Summary — H 3620 (titled “AI Child Abuse”)

Purpose

This bill creates a new criminal offense for obscene visual representations of child sexual abuse (including images in which no actual child exists), establishes penalties, and adds the offense to South Carolina’s sex offender registration scheme. It also clarifies when an offender may file to terminate registration requirements.

Key provisions

  • Adds Section 16-15-390 to the South Carolina Code:

    • Definitions
    • “Obscene” is defined by reference to Section 16-15-305.
    • “Visual depiction or representation” is broadly defined to include photographs, films, videos, digital or computer-generated images, drawings, cartoons, sculptures, paintings, undeveloped film, and data convertible to a visual image.
    • Criminal prohibitions
    • Producing, distributing, receiving, or possessing with intent to distribute an obscene visual depiction of a minor engaged in sexually explicit conduct/activity or sexually explicit nudity (including drawings, cartoons, sculptures, paintings): felony.
      • Penalty: imprisonment not less than 2 years and not more than 10 years. The minimum sentence cannot be suspended and the offender is not eligible for parole until the minimum is served.
    • Possessing an obscene visual depiction as described above: felony.
      • Penalty: imprisonment up to 10 years.
    • Juvenile handling
    • If the accused is a minor with no prior adjudication under this section or any offense leading to sex-offender registration, the matter is a misdemeanor in family court. Family court may order behavioral health counseling; adjudicated minors are not required to register as sex offenders.
    • Other rules
    • It is not required that the minor physically exist (i.e., the statute covers fictional or computer/AI-generated depictions).
    • Exempts law-enforcement, prosecutorial, and corrections employees acting in official investigative or prosecutorial capacities (including making material available under discovery).
  • Amends Section 23-3-430 to add “obscene visual representation of a child sexual abuse (Section 16-15-390)” to the list of offenses that trigger sex-offender registration (Tier I). Clarifies that if the person is under 18 and adjudicated in family court, they are not required to register.

  • Amends Section 23-3-462 to clarify when an offender may file for termination of registration requirements (specific amendment text truncated in provided version).

Who is affected

  • Individuals who produce, distribute, receive, or possess obscene depictions of minors (including AI-generated or fictional depictions).
  • Online platforms, artists, AI content creators, and consumers of sexualized minor imagery could be affected by expanded criminal liability.
  • Minors prosecuted under this section (if first-time) will be treated in family court and are not placed on the sex offender registry upon adjudication.
  • Law enforcement and prosecutors retain exemptions for investigative/prosecutorial uses.

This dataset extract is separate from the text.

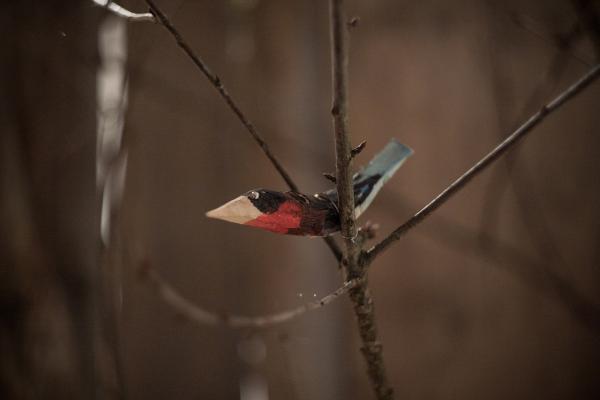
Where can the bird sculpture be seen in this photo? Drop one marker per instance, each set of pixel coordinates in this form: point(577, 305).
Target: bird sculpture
point(294, 213)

Penalties and enforcement highlights

  • Production/distribution: felony, 2–10 years, mandatory minimum non-suspendable sentence with parole barred until served.
  • Possession: felony, up to 10 years.
  • Family court misdemeanor disposition for qualifying minors.
  • Adds the offense to Tier I of the state sex offender registry (with carve-outs for adjudicated minors).

Procedural status & timeline (as provided)

  • Prefiled: 12/12/2024 (referred to Judiciary)
  • Introduced / read first time: 1/14/2025 (referred to Committee on Judiciary)
  • Senate concurred: 2/27/2025
  • Referred to Committee on Transportation: 2/27/2025
  • Sponsor name added (Schuessler): 3/05/2025
  • Hearings scheduled/rescheduled for October 2025 (dates 10/09, 10/15, 10/21 noted)

Note: The supplied materials also included an unrelated Massachusetts docket text for a motorcycle-travel bill (House No. 3620 / HD 1011). The substantive bill text summarized above pertains to the South Carolina amendments concerning obscene visual representations of child sexual abuse.

Compiled from official sources — confirm details with the bill’s official record.